School of Automation, Beijing Institute of Technology, Beijing 100081, China.
School of Automation, Beijing Institute of Technology, Beijing 100081, China; Beijing Institute of Technology Chongqing Innovation Center, Chongqing, 401120, China.
Sci Total Environ. 2021 May 15;769:145082. doi: 10.1016/j.scitotenv.2021.145082. Epub 2021 Jan 12.
Urban particulate matter forecast is an important part of air pollution early warning and control management, especially the forecast of fine particulate matter (PM). However, the existing PM concentration prediction methods cannot effectively capture the complex nonlinearity of PM concentration, and most of them cannot accurately simulate the temporal and spatial dependence of PM concentration at the same time. In this paper, we propose an attention-based parallel network (APNet), which can extract short-term and long-term temporal features simultaneously based on the attention-based CNN-LSTM multilayer structure to predict PM concentration in the next 72 h. Firstly, the Maximum Information Coefficient (MIC) is designed for spatiotemporal correlation analysis, fully considering the linearity, non-linearity and non-functionality between the data of each monitoring station. The potential inherent features of the input data are effectively extracted through the convolutional neural network (CNN). Then, an optimized long short-term memroy (LSTM) network captures the short-term mutations of the time series. An attention mechanism is further designed for the proposed model, which automatically assigns different weights to different feature states at different time stages to distinguish their importance, and can achieve precise temporal and spatial interpretability. In order to further explore the long-term time features, we propose a Bi-LSTM parallel module to extract the periodic characteristics of PM concentration from both previous and posterior directions. Experimental results based on a real-world dataset indicates that the proposed model outperforms other existing state-of-the-art methods. Moreover, evaluations of recall (0.790), precision (0.848) (threshold: 151 μg/m) for 72 h prediction also verify the feasibility of our proposed model. The methodology can be used for predicting other multivariate time series data in the future.

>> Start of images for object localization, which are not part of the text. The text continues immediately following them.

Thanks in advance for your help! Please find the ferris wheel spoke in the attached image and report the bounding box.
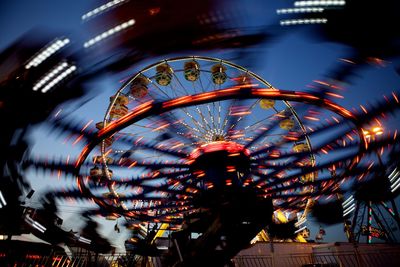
[242,111,279,132]
[157,113,201,146]
[225,100,259,140]
[170,67,198,97]
[244,119,288,150]
[165,79,216,134]
[113,134,189,158]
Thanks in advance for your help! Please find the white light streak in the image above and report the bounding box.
[33,62,68,91]
[389,168,399,182]
[342,195,353,205]
[25,216,47,233]
[295,225,307,234]
[40,65,77,93]
[280,18,327,26]
[83,19,135,48]
[25,38,70,69]
[343,204,355,217]
[390,177,400,192]
[82,0,129,21]
[78,236,92,244]
[342,197,354,209]
[0,190,6,207]
[294,0,346,7]
[277,7,324,14]
[295,218,307,227]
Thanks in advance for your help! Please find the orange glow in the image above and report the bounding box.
[304,116,320,121]
[81,119,93,132]
[372,126,384,135]
[149,7,160,15]
[346,133,354,141]
[392,92,399,103]
[99,101,153,136]
[104,149,113,157]
[75,145,90,167]
[162,96,192,108]
[326,92,344,99]
[323,100,355,119]
[374,118,382,126]
[313,80,330,87]
[152,123,170,132]
[26,255,41,259]
[128,161,137,168]
[72,134,83,146]
[227,166,236,172]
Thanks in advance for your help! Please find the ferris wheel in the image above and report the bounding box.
[66,56,396,239]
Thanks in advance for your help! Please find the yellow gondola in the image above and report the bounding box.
[259,99,275,109]
[211,63,227,85]
[184,60,200,81]
[155,63,173,86]
[130,76,149,98]
[279,118,295,130]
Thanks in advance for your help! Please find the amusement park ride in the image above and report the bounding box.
[1,0,400,266]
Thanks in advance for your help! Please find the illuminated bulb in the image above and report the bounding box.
[84,19,135,48]
[25,38,70,69]
[81,0,128,21]
[294,0,346,6]
[372,126,383,135]
[276,7,324,14]
[280,18,327,26]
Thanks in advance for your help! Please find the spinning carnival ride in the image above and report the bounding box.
[25,56,400,265]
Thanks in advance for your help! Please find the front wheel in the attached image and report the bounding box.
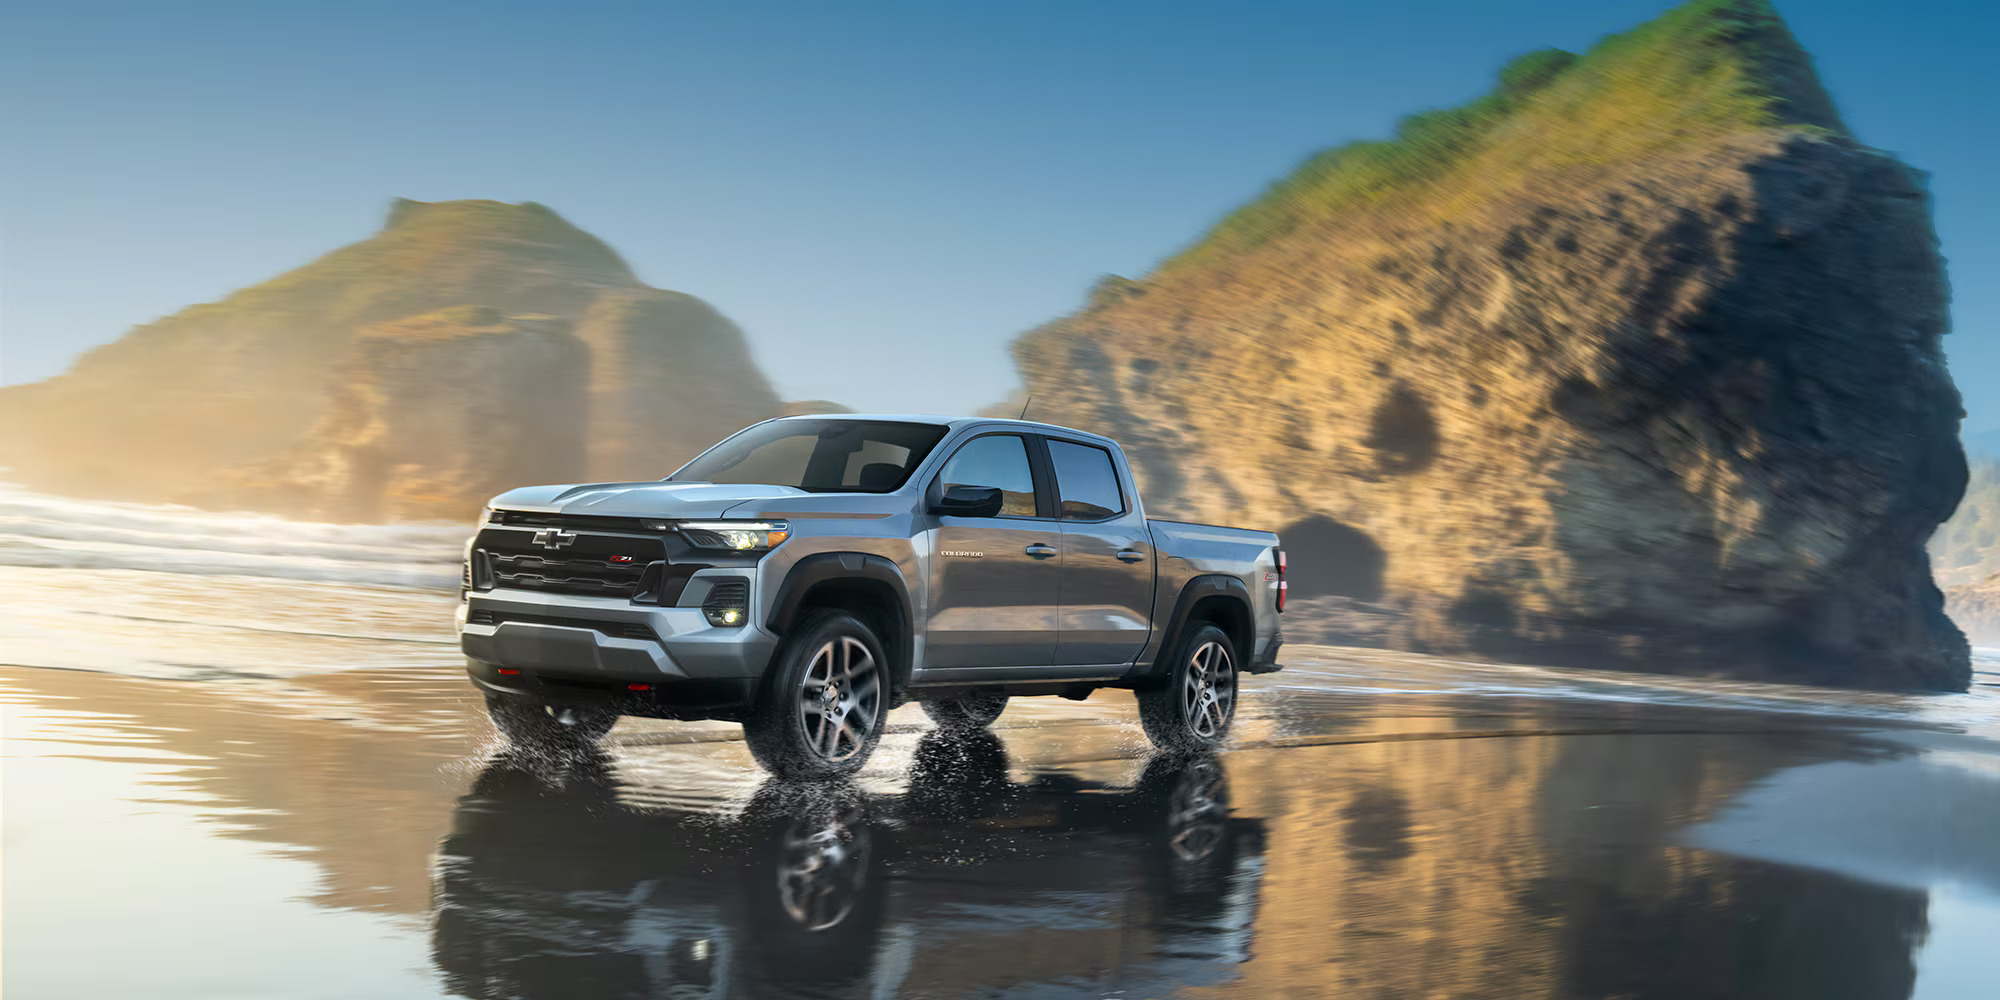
[1136,624,1239,752]
[484,694,616,750]
[744,611,889,780]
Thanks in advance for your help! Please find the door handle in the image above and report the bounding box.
[1025,543,1058,559]
[1116,549,1147,563]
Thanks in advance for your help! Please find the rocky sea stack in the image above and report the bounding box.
[1014,0,1968,689]
[0,199,781,520]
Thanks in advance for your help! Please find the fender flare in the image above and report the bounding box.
[1142,574,1253,681]
[767,552,915,689]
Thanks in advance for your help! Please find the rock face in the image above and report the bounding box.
[1933,461,2000,645]
[235,308,590,522]
[0,199,781,519]
[1928,459,2000,589]
[578,290,782,482]
[1014,1,1968,689]
[778,400,856,417]
[1943,582,2000,648]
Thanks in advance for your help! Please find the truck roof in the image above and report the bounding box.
[768,412,1118,446]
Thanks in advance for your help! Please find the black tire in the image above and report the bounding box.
[744,611,890,780]
[1136,623,1239,752]
[484,694,616,750]
[920,692,1009,731]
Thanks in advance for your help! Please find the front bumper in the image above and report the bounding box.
[465,659,758,720]
[458,587,779,683]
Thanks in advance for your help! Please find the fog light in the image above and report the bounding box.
[702,578,750,627]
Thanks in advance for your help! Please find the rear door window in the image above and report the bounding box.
[1047,440,1125,520]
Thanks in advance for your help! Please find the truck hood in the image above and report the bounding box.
[487,481,809,519]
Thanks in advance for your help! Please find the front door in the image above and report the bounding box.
[924,433,1061,668]
[1048,438,1155,665]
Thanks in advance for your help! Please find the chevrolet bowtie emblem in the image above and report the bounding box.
[531,529,578,550]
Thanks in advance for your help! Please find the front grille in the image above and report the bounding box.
[467,608,660,643]
[475,525,670,599]
[487,552,648,597]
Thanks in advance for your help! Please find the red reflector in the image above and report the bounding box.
[609,555,634,564]
[627,683,652,691]
[496,668,521,676]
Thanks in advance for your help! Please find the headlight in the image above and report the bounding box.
[678,521,790,552]
[479,506,499,526]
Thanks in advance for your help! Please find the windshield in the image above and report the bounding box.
[668,419,950,493]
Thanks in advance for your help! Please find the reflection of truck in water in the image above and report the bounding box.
[458,414,1285,777]
[430,734,1266,998]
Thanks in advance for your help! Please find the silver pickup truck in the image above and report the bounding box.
[458,414,1285,778]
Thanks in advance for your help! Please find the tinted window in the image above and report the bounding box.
[1048,440,1124,520]
[671,420,948,493]
[938,435,1037,517]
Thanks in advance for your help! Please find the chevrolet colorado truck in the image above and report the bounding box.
[458,414,1285,778]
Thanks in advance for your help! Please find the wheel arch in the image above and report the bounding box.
[1146,574,1253,681]
[768,552,915,695]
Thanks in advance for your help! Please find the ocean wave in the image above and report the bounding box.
[0,481,466,591]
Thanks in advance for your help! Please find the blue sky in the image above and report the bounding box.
[3,0,1995,426]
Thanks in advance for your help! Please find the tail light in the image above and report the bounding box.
[1275,548,1287,612]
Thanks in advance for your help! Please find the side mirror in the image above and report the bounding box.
[930,484,1004,518]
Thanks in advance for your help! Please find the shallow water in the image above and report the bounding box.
[6,482,2000,997]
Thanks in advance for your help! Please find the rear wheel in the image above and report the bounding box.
[920,692,1009,731]
[744,611,889,780]
[484,694,616,750]
[1136,623,1238,752]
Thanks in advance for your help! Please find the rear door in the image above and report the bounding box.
[923,432,1062,668]
[1047,438,1155,665]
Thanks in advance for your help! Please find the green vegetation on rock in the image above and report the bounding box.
[1176,0,1844,265]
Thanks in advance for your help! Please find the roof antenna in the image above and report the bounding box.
[1017,395,1033,421]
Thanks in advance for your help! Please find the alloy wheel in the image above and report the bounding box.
[1180,640,1236,739]
[796,636,882,762]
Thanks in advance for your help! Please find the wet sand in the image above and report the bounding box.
[6,645,2000,999]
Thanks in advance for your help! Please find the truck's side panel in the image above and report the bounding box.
[1135,519,1281,674]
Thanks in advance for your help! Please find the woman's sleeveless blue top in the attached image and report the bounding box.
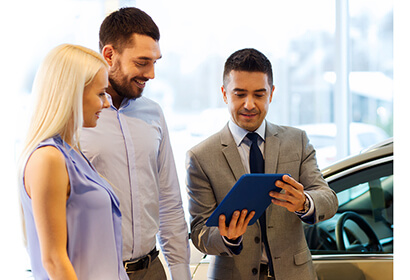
[20,136,128,279]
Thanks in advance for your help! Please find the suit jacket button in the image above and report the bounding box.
[254,237,260,244]
[252,268,258,275]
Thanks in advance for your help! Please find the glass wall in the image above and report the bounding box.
[0,0,394,277]
[136,0,393,174]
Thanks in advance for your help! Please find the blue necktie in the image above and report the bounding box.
[247,133,274,277]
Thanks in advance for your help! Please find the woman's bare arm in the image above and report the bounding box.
[25,146,78,280]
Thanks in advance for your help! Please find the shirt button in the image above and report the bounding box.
[254,237,260,244]
[252,268,258,275]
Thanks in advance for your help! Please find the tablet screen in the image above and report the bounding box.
[206,173,287,227]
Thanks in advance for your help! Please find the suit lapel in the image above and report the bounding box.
[219,122,281,179]
[219,122,281,224]
[264,122,282,222]
[220,124,246,181]
[264,122,280,174]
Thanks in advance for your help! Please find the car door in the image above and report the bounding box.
[304,155,393,280]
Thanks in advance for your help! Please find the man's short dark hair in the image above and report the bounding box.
[99,7,160,53]
[223,48,273,87]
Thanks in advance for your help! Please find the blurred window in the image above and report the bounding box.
[1,0,393,277]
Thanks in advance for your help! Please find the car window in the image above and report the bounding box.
[337,183,368,206]
[304,160,393,255]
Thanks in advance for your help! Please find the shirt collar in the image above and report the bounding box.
[106,94,132,111]
[228,119,266,147]
[106,93,115,109]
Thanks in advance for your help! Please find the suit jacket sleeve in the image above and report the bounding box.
[186,148,236,256]
[298,129,338,224]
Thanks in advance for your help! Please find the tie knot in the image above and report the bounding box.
[247,132,259,144]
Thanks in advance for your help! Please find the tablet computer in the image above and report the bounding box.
[206,173,287,227]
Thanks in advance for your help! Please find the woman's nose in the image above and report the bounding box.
[102,93,110,108]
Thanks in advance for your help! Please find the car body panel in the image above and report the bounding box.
[314,256,393,280]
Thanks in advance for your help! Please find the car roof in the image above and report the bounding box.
[321,138,393,179]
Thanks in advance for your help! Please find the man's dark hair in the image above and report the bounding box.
[223,48,273,87]
[99,7,160,52]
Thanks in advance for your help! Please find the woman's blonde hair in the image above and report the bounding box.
[18,43,108,179]
[18,44,108,246]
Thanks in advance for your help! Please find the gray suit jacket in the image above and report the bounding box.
[186,122,338,280]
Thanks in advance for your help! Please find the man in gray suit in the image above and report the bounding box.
[186,48,338,280]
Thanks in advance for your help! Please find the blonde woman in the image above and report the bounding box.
[18,44,129,280]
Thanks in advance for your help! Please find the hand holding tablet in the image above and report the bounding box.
[206,173,289,227]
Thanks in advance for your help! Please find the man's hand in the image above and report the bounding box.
[218,209,255,241]
[269,175,306,212]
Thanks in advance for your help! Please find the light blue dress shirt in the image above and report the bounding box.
[80,95,191,279]
[20,136,128,280]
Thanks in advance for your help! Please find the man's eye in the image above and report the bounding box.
[136,62,148,67]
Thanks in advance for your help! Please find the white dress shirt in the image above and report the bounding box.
[80,95,191,279]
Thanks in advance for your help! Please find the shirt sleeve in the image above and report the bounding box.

城市颗粒物预测是空气污染预警和控制管理的重要组成部分,尤其是细颗粒物(PM)的预测。然而,现有的 PM 浓度预测方法无法有效地捕捉 PM 浓度的复杂非线性,而且大多数方法不能同时准确地模拟 PM 浓度的时空相关性。在本文中,我们提出了一种基于注意力的并行网络(APNet),它可以基于注意力 CNN-LSTM 多层结构同时提取短期和长期时间特征,以预测未来 72 小时的 PM 浓度。首先,我们设计了最大信息系数(MIC)用于时空相关性分析,充分考虑了每个监测站数据之间的线性、非线性和非函数关系。通过卷积神经网络(CNN)有效地提取输入数据的潜在固有特征。然后,优化后的长短时记忆(LSTM)网络捕捉时间序列的短期突变。进一步为所提出的模型设计了注意力机制,该机制自动为不同时间阶段的不同特征状态分配不同的权重,以区分它们的重要性,并实现精确的时空可解释性。为了进一步探索长期时间特征,我们提出了一个 Bi-LSTM 并行模块,从前后两个方向提取 PM 浓度的周期性特征。基于真实数据集的实验结果表明,所提出的模型优于其他现有的最先进的方法。此外,对 72 小时预测的召回率(0.790)和精度(0.848)(阈值:151μg/m)的评估也验证了我们提出的模型的可行性。该方法可用于预测未来的其他多元时间序列数据。